AlphaCluster: Coevolutionary driven residue-residue interaction models enable quantifiable clustering analysis of de novo variants to enhance predictions of pathogenicity

Obiajulu J, Kuang R, Zhong G, Hagen J, Shu C, Chung WK, Shen Y

Research Square, 2022.

Lab members marked as bold


Missense variants have highly variable effects and effect size, which often makes it challenging to distinguish pathogenic and non-pathogenic variants and subsequently implicate new genes for disease association in studies of de novo and inherited rare variants. Importantly, missense variants can be the sole molecular mechanism for some genetic disorders, and so statistical approaches tailored for the analysis of missense variants are critical.
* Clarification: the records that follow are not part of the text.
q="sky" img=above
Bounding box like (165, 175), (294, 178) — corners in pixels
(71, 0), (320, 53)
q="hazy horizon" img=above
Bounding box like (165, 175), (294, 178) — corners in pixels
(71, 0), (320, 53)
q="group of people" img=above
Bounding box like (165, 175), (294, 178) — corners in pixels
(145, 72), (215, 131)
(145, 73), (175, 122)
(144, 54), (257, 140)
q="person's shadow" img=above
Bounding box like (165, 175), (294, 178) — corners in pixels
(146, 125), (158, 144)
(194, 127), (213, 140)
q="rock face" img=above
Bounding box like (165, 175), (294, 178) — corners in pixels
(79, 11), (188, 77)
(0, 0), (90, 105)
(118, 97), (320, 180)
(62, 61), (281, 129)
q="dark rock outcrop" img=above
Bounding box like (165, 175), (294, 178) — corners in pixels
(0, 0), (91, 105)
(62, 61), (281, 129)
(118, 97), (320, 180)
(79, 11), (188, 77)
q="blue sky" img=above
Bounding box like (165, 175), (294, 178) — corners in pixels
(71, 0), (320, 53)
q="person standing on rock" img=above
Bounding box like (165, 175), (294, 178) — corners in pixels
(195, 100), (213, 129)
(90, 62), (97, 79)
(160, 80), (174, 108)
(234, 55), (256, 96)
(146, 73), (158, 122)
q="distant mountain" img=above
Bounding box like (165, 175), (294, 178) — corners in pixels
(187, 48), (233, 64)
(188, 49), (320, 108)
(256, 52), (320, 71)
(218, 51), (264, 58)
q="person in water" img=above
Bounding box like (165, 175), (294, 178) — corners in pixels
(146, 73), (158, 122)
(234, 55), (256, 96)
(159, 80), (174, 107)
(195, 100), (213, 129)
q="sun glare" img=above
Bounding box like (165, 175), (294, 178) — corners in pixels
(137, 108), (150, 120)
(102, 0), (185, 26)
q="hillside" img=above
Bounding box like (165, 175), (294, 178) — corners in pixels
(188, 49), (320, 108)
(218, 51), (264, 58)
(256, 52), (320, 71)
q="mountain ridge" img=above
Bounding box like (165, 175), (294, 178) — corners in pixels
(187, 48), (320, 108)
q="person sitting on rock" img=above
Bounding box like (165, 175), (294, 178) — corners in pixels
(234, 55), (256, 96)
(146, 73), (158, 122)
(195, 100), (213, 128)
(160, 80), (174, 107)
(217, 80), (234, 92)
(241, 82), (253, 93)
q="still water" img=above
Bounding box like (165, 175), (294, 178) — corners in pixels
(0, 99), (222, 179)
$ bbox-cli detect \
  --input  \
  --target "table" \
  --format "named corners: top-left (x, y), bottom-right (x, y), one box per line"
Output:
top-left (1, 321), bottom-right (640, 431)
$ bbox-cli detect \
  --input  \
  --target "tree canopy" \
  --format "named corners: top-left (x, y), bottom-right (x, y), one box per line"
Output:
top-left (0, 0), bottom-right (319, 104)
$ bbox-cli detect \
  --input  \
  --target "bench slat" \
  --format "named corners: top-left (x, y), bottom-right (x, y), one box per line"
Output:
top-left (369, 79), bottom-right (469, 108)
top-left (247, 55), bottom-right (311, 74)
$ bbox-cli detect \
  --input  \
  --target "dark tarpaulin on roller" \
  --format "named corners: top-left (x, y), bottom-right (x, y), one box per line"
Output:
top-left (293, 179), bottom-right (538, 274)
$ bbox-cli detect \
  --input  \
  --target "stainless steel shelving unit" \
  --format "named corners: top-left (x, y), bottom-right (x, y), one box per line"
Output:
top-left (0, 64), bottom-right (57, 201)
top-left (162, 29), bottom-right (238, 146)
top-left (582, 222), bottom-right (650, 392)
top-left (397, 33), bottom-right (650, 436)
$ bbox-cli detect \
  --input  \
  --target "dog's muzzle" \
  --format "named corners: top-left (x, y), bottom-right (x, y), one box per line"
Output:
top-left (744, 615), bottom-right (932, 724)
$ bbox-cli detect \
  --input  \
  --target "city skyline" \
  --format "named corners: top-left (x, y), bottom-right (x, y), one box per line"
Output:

Analysis of the clustering of missense variants is a promising approach which leverages the fact that missense variants in protein domains often have similar effects on function. Here we describe a new clustering analysis approach, AlphaCluster, a statistical method which quantifiably analyzes the spatial clustering of de novo variants by mapping missense residues onto the protein tertiary structure. We show that our approach can quantify the evidence supporting pathogenic missense variants and increase the power to detect clustering when compared to available genomic clustering tools. Using AlphaCluster, we identified genes newly implicated in autism spectrum disorder and neurodevelopmental disorders (NDD). We also apply AlphaCluster to protein complexes and detect an association between the gamma aminobutyric acid receptor complex (GABA-A alpha-1/beta-2/gamme-2 receptor).